Transcriptome Analysis Reveals the Mechanism of Exogenous Selenium in Alleviating Cadmium Stress in Purple Flowering Stalks (Brassica campestris var. purpuraria)

Zhi Huang  1 Shiling Meng  1 Juan Huang  1 Wende Zhou  1 Xiaoli Song  1 Peiyao Hao  1 Peigen Tang  1 Yihan Cao  1 Fen Zhang  1 Huanxiu Li  1 Yi Tang  1 Bo Sun  1
Affiliations

Transcriptome Analysis Reveals the Mechanism of Exogenous Selenium in Alleviating Cadmium Stress in Purple Flowering Stalks (Brassica campestris var. purpuraria)

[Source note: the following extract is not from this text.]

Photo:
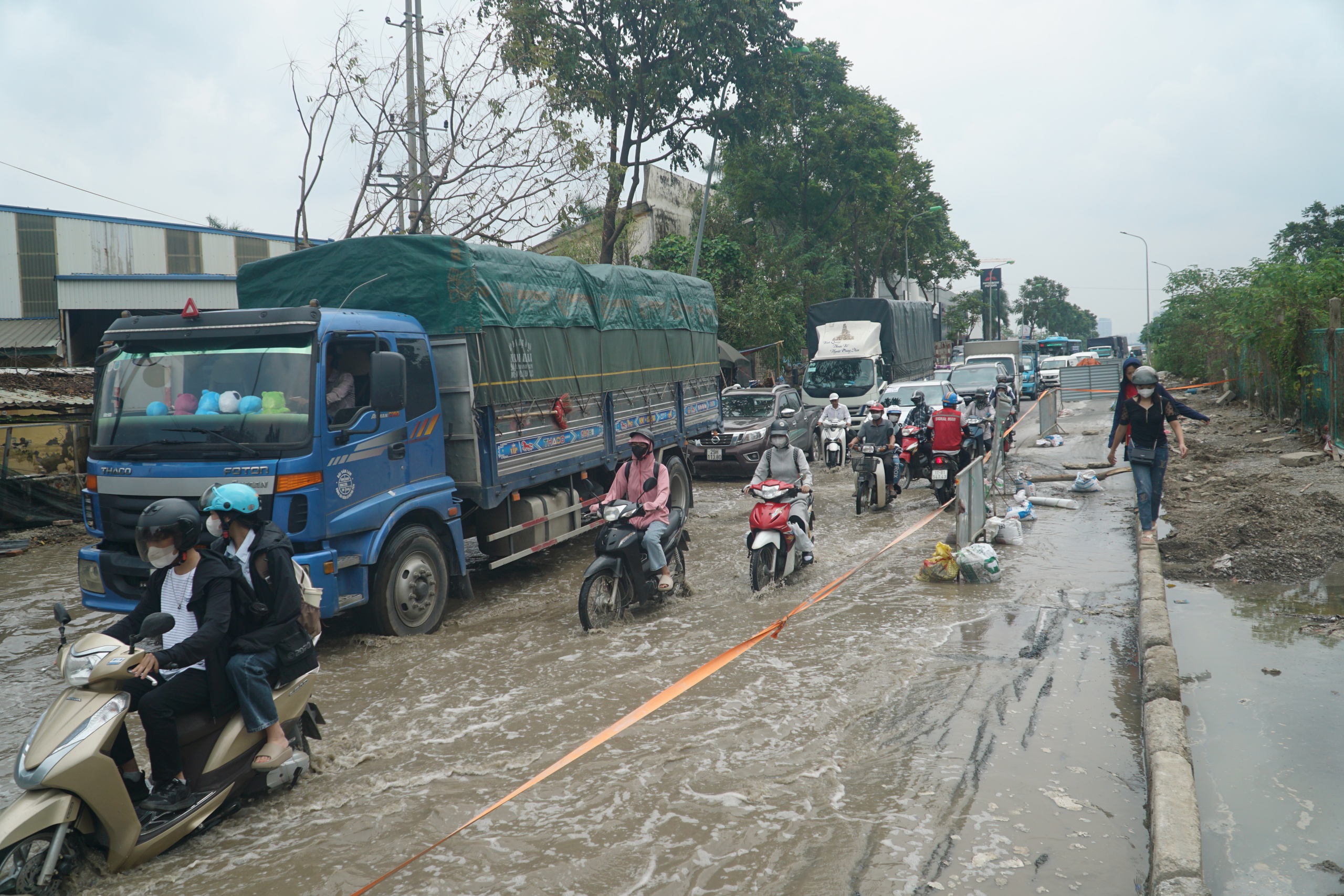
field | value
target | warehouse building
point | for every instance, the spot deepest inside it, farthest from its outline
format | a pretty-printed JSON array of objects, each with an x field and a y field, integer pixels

Zhi Huang et al. Int J Mol Sci. .

Abstract

In China, cadmium (Cd) stress has a significant role in limiting the development and productivity of purple flowering stalks (Brassica campestris var. purpuraria). Exogenous selenium supplementation has been demonstrated in earlier research to mitigate the effects of Cd stress in a range of plant species; nevertheless, the physiological and molecular processes by which exogenous selenium increases vegetable shoots' resistance to Cd stress remain unclear. Purple flowering stalks (Brassica campestris var. purpuraria) were chosen as the study subject to examine the effects of treatment with sodium selenite (Na2SeO3) on the physiology and transcriptome alterations of cadmium stress. Purple flowering stalk leaves treated with exogenous selenium had higher glutathione content, photosynthetic capacity, and antioxidant enzyme activities compared to the leaves treated with Cd stress alone. Conversely, the contents of proline, soluble proteins, soluble sugars, malondialdehyde, and intercellular CO2 concentration tended to decrease. Transcriptome analysis revealed that 2643 differentially expressed genes (DEGs) were implicated in the response of exogenous selenium treatment to Cd stress. The metabolic pathways associated with flavonoid production, carotenoid synthesis, glutathione metabolism, and glucosinolate biosynthesis were among those enriched in these differentially expressed genes. Furthermore, we discovered DEGs connected to the production route of glucosinolates. This work sheds fresh light on how purple flowering stalks' tolerance to cadmium stress is improved by exogenous selenium.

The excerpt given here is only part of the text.